Whether its pharmacogenomics, orphan drug therapies or the recent launch of the first U.S. biosimilar, specialty pharmacy is where a lot of the action is happening in the pharmacy industry. And though community pharmacy has the potential to be a source for these complex and expensive medications, independents can face an access barrier created by manufacturers — one that AmerisourceBergen is looking to eliminate for Good Neighbor Pharmacy members.
“A number of manufacturers and a number of payers have looked at initiatives to limit and restrict access to [specialty] products to a limited number of providers, often mail-order pharmacies for example,” Peyton Howell, AmerisourceBergen’s Executive Vice President and President of Global Sourcing and Manufacturer Relations, told Drug Store News. “Our team is working directly with manufacturers to really be able to explain the value of keeping that patient where they get the rest of their care [and] get the rest of their prescriptions.”
The importance of community pharmacy’s ability to improve outcomes among patients requiring specialty drugs is not lost on AmerisourceBergen or Good Neighbor Pharmacy — especially when it comes to community pharmacy’s ability to improve adherence and, by extension, patient outcomes.
One of the largest drivers within specialty pharmacy is Hepatitis C treatments.
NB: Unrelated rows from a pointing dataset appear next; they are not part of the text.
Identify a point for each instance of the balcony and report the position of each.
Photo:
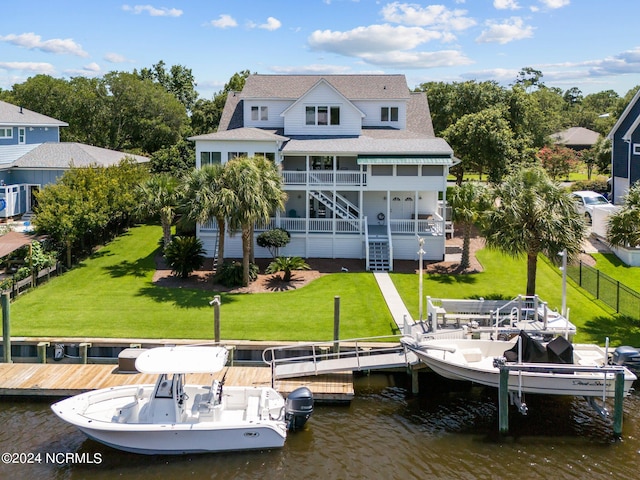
(318, 178)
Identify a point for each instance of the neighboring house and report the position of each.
(625, 150)
(576, 138)
(364, 173)
(31, 156)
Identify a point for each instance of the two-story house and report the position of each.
(625, 150)
(364, 173)
(31, 156)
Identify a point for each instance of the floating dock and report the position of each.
(63, 380)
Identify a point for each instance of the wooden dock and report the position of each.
(62, 380)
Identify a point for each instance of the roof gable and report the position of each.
(627, 111)
(352, 87)
(13, 115)
(319, 84)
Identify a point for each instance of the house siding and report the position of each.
(322, 94)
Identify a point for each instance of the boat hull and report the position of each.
(173, 440)
(99, 415)
(453, 365)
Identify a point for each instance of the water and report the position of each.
(448, 431)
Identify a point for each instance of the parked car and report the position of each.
(586, 201)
Spending on specialty hepatitis C treatments contributed more than 3% of the spending growth seen in second quarter 2015 — primarily due to new medications like Harvoni and Sovaldi.
“The reality is that on the Hepatitis C products, which are available in the community pharmacy, patients are able to access care, be adherent to a regimen… and be able to get the rest of their prescriptions uninterrupted,” Howell said. “For Good Neighbor Pharmacy members in general, we think it's important that they have access to serve their entire patient population. … We want to make sure that care can be delivered in the community where the patients get the rest of their care.”